The Western Hemisphere's greatest wizards and witches are educated at the GWSWM. Its graduates are sought after in the magical world of business, government, and education.
The school's field work in spell archeology is renowned. Their wandmanship and spellology are unique in both form and phraseology. It is to this school we went in search of a wizard knowledgeable in the mystical practice of horcruxes. Our quest was simple in definition and questionably impossible in execution. My associates and I had two questions requiring answers: 1) Was the original Voyager truly gone? 2) If not, was enough of it locked away in heavily spelled hard drive horcruxes to be enchanted back from a forgotten code?
The heavily robed, tri-bifocaled headmaster was obliging during our interrogation. He answer both questions while searching his patchy gray beard for bits of unfinished pork pie unceremoniously deposited during the midday meal, much to the delight of the first year students who sit closest to the elevated masters table.
"The Voyager was preserved to some extent by Professor Ricks," he said. "It is he, and he alone, who can cast the spells necessary to bring what was - back to what is." The headmaster walked to the open window to lean out for a listen. Grunting in the negative, he tapped his left ear with his wand and extended it further out, his body teetering a degree or two from finding an end at the bottom of a long and painfully unforgiving cliff. Pulling himself back from the brink, he revealed his finding. "Professor Ricks is in his workshop on the verge where the forest brushes up against the mud pond. I hear him smithing. He loves to tinker with bits of this and that."
We found Professor Ricks' workshop. He was inside working the bellows while turning a glowing metal rod. In the corner sat a simple contraption, the imagine of a person made of rods, pulleys, and wire. We explained who were were and the purpose for our visit. His eye's sparkled with the news that the time had come to pull the essence of the mother ship from the horcruxes he had so faithfully spelled five years previously. He asked for patience while he changed from his smithing overalls. Then, dressed in his muggle's best, he gathered the horcruxes, placed them gently in a knapsack and strung it over his shoulder. "Let's be about it!" he exclaimed as he strode out into the dusty twilight. We followed, carefully steering away from the mud pond on his advice.
Professor Ricks enchanted from the cassette tape the Voyager's original Sick Bay program and wizarded the code into the waiting computer.
The spells complete, Professor Ricks checked the second generation IMac in the Voyager Control Room to see if it had paired successfully with the computer in Sick Bay. The horcrux was stubborn. Several attempts were required before he announced the procedure successful.

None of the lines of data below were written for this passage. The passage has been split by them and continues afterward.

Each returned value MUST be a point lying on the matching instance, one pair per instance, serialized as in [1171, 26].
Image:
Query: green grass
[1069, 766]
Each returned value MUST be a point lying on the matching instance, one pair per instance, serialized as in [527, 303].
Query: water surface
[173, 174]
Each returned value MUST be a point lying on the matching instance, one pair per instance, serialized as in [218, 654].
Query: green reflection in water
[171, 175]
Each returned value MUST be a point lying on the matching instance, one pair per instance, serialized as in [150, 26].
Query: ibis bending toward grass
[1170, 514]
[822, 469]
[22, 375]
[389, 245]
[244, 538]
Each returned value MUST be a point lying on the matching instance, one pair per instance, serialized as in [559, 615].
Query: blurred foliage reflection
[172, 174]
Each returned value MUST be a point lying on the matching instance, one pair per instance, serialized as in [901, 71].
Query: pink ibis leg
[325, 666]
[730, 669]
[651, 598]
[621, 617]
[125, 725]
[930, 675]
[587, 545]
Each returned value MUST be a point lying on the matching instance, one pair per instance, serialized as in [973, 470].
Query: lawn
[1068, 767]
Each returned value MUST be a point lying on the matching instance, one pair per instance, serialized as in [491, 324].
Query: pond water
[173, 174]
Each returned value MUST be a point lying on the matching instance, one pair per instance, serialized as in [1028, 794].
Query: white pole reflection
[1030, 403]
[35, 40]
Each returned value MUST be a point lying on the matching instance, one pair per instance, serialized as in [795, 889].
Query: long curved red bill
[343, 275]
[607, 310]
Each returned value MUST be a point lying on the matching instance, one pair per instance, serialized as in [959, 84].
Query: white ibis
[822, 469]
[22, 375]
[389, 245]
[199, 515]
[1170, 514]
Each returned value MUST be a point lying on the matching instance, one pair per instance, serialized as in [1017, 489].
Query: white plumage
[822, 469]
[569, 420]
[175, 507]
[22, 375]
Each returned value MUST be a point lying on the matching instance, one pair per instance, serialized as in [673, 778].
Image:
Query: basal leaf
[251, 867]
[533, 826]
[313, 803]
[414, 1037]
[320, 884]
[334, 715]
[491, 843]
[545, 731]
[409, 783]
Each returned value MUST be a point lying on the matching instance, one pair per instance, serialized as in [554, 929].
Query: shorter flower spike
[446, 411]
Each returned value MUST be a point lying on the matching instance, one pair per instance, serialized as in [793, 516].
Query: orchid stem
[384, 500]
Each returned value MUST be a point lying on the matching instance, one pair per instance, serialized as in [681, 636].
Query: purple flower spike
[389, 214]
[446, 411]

The news gets even better. Professor Ricks handed me a USB thumb drive containing all the printable messages once stored on the Voyager's IIFX station. The messages were in Appleworks. Today's Mac's can't read Appleworks; however I have an old Mac laptop at home which has the ancient program. I can dehorcrux the USB myself! We will soon have all the first Voyager's documents: the mission messages, the engineering reports, the damage control reports, everything. All my work, and the work of so many volunteers and staff, recovered and usable once again. It is good news. The Voyager lives on.
More Test Missions
Isaac Ostler, with the help of three students from our Flight Director Academy, ran another test mission on Saturday. There were glitches. The microphone cable failed just as the mission was about to start. I think these cables are engineered to fail at the most inopportune times. "Mr. Williamson, we need another microphone cable," was something I expected to hear at least two or three times a month when I directed the Space Center back in the day. And sadly, it appears Fortuna has decreed that this problem should continue to haunt me at Renaissance Academy.
The Voyager Control Room with my Diet Dew in in proper place.
In the end the mission was successful. Isaac is a good problem solver and the FDA staff were brilliant as is expected.
New missions are being written for the Voyager. Old missions will return and the new Voyager will once again fly alongside the other ships of the fleet.
I want to thank Mr. James Porter, director of the Christa McAuliffe Space Education Center, for his help and support. The Space Center is in good hands. I want to thank Casey Voeks, Skyler Carr, and Brandon Wright, and my other good friends at InfiniD, for their contributions to the quality and professionalism of our missions.
I've worked with all these good folks for many years. I take pride in the work both organizations are doing - forging ahead with this unique form of experiential simulator based education I imagineered back in 1983.